The recent move is contrary to a statement issued by the Assistant Governor of RBNZ stating that New Zealand had no plans to issue a CBDC.
General Purpose CBDC
The publication has focused on the general-purpose use cases for CBDCs. In this case, it refers to a CBDC as a digital currency that can be issued to people and businesses that want to use it.
The central bank has also added that if a CBDC for New Zealand is launched, it would be used alongside fiat currency. The bank also noted that the cash in circulation has increased, but cash is still being less used to transact by the majority of the people.

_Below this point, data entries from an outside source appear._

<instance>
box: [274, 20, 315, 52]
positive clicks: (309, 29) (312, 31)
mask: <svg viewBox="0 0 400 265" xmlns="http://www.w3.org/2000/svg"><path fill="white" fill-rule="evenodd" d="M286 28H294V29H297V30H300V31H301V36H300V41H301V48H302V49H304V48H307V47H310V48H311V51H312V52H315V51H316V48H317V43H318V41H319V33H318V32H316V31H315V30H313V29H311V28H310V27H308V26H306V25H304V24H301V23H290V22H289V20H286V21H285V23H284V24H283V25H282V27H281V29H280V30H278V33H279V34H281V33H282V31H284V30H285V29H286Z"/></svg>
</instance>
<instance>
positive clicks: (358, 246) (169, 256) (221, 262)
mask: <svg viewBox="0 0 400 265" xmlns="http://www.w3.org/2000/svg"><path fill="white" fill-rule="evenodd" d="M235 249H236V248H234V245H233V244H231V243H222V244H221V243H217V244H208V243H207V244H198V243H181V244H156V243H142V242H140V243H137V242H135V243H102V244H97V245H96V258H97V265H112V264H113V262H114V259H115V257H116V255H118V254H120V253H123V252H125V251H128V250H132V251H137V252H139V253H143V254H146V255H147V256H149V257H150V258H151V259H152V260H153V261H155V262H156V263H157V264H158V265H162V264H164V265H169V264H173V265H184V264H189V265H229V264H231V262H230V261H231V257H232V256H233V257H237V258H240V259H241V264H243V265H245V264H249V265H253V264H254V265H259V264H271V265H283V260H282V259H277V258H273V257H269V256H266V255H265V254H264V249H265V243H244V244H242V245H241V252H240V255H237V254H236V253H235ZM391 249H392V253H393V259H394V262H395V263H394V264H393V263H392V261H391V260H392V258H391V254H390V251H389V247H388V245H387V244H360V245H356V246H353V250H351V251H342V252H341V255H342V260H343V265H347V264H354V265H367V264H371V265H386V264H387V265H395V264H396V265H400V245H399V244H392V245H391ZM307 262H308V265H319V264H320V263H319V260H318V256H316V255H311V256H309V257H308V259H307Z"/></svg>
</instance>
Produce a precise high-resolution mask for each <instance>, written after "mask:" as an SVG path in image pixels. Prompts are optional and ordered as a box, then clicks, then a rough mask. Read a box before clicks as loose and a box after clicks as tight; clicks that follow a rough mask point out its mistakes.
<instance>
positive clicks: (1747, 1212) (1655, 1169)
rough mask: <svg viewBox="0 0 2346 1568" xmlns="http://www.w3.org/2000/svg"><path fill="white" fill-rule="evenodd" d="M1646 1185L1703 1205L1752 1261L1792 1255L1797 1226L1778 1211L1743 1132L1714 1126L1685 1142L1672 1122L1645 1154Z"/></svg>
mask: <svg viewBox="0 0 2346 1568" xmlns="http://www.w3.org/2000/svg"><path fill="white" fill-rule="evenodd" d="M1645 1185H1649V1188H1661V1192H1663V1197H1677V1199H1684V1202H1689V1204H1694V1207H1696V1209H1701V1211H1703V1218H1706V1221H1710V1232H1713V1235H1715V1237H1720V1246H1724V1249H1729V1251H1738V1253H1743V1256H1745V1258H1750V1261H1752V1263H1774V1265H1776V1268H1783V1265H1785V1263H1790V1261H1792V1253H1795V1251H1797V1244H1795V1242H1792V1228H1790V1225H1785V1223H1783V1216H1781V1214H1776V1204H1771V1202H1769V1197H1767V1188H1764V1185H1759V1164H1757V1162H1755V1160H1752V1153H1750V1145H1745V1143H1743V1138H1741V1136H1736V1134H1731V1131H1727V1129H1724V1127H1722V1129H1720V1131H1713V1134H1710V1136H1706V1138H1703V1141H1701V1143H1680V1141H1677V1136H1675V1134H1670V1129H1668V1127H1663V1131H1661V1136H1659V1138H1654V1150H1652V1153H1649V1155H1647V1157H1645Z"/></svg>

The assistant governor of RBNZ, Christian Hawkesby, spoke on the matter stating that, “We want people to know that the case for keeping cash is well understood and accepted by the Reserve Bank. Cash is here to stay for as long as some of us need it.”
Two Types of CBDC Designs
The issue paper also assesses the two main types of CBDC designs: an “account-based” CBDC and a “token-based” CBDC. The RBNZ is focusing on the token-based CBDC that will enable people to automate processes such as bill payments using smart contracts while reducing the participation of third parties.
The bank also stated that the token-based CBDC could also be used in developing new retail payment services. Furthermore, it stated that the proposed CBDC could create a unique opportunity to offer privacy and allow transactions to be traced.
“Users may want to retail full privacy in transacting, for either legitimate or unlawful reasons. Meanwhile, government agencies may want to retail some traceability of CBDC balances or tokens to reduce tax evasion or avoidance, or money laundering and financing terrorism,” the RBNZ stated.